The plan has been voluntary terraforming catastrophe for briefly high stock prices for many years.

[–] 211@sopuli.xyz 14 points 2 months ago (1 children)

A little or a lot more every year. Though humanity is pretty resourceful and nature has tardigrades, "never say never" to some post-apocalyptic 10k populations of one or the other surviving somewhere.

[–] Carmakazi@lemmy.world 14 points 2 months ago (1 children)

Right, collapse of modern civilization doesn't necessarily mean the extinction of humanity. We certainly won't be able to support 8-10 billion people, and not at the level of technology and luxury we enjoy, but I could see countries or cities with several million soldiering on.

[–] arrow74@lemm.ee 5 points 2 months ago (1 children)

I just fear those surving peoples will be under authoritarian rule for generations

[–] blakenong@lemmings.world -2 points 2 months ago (1 children)

Depends on the authority I guess.
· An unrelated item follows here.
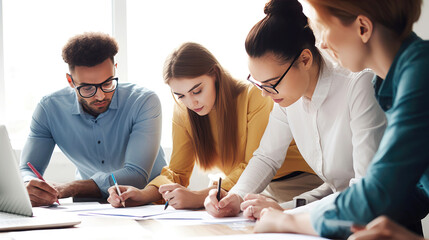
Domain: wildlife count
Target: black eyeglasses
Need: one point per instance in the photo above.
(89, 90)
(271, 88)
Controlled by science or controlled by god?

One is bad, and depending on who you are, it could be either.

[–] arrow74@lemm.ee 10 points 2 months ago (1 children)

You forgot option 3 controlled by people that want to maintain their power

[–] PlutoniumAcid@lemmy.world 4 points 2 months ago

That's probably the most likely.

[–] SoftestSapphic@lemmy.world 9 points 2 months ago

Everyone in a position of power wants the planet to burn

If they wanted a different outcome they hold all the power and accountability.

[–] SoupBrick@pawb.social 7 points 2 months ago
[–] HubertManne@piefed.social 7 points 2 months ago

It the year was the first time trump got elected. The permafrost was melting and we went in the wrong direction. Its not so much if now as when.

[–] yeahiknow3@lemmy.dbzer0.com 5 points 2 months ago (1 children)

There are many reasons to dread the future. An opportunity to watch the destruction of Florida is not one of them.

[–] Cygnean@slrpnk.net 1 points 2 months ago

Wouldn't it, essentially, become a giant sand bank of sorts?

[–] Lucky_777@lemmy.world 5 points 2 months ago (3 children)

Of course. This will hold back humans getting off the planet for thousands of years. We got kind of close this round, will probably need another 3000-5000 years before the rock is left behind.

[–] LuigiMaoFrance@lemmy.ml 4 points 2 months ago* (last edited 2 months ago) (1 children)

good. Humanity should rot in this hellhole. Other solar systems are better off without us. My only worry is human-built machines spreading our way of thinking in our stead.

[–] Lucky_777@lemmy.world 3 points 2 months ago

I would hope by the time we get interstellar, we would have a different mindset. But you're right. Knowing humans we would strip mine most planets and kill all life that gets in the way.

[–] Cenotaph@mander.xyz 2 points 2 months ago

If we dont kessler syndrome ourselves and get stuck here first

[–] Carmakazi@lemmy.world 2 points 2 months ago

If petroleum ends up functionally depleted and it cannot be extracted from our cycle's detritus, it's more likely to be millions of years. Likely we will never leave this rock again.

[–] death@infosec.pub 3 points 2 months ago

Aw man I glanced at that chart thinking "oh that's pretty good!" before reading.

[–] Diplomjodler3@lemmy.world 3 points 2 months ago

Civilisation is overrated anyway.

[–] jagged_circle@feddit.nl 2 points 2 months ago

350 came and went. Were doomed. The only question is how badly.

[–] heyWhatsay@slrpnk.net 1 points 2 months ago

Hold on, this roller coaster is just climbing up to the peak.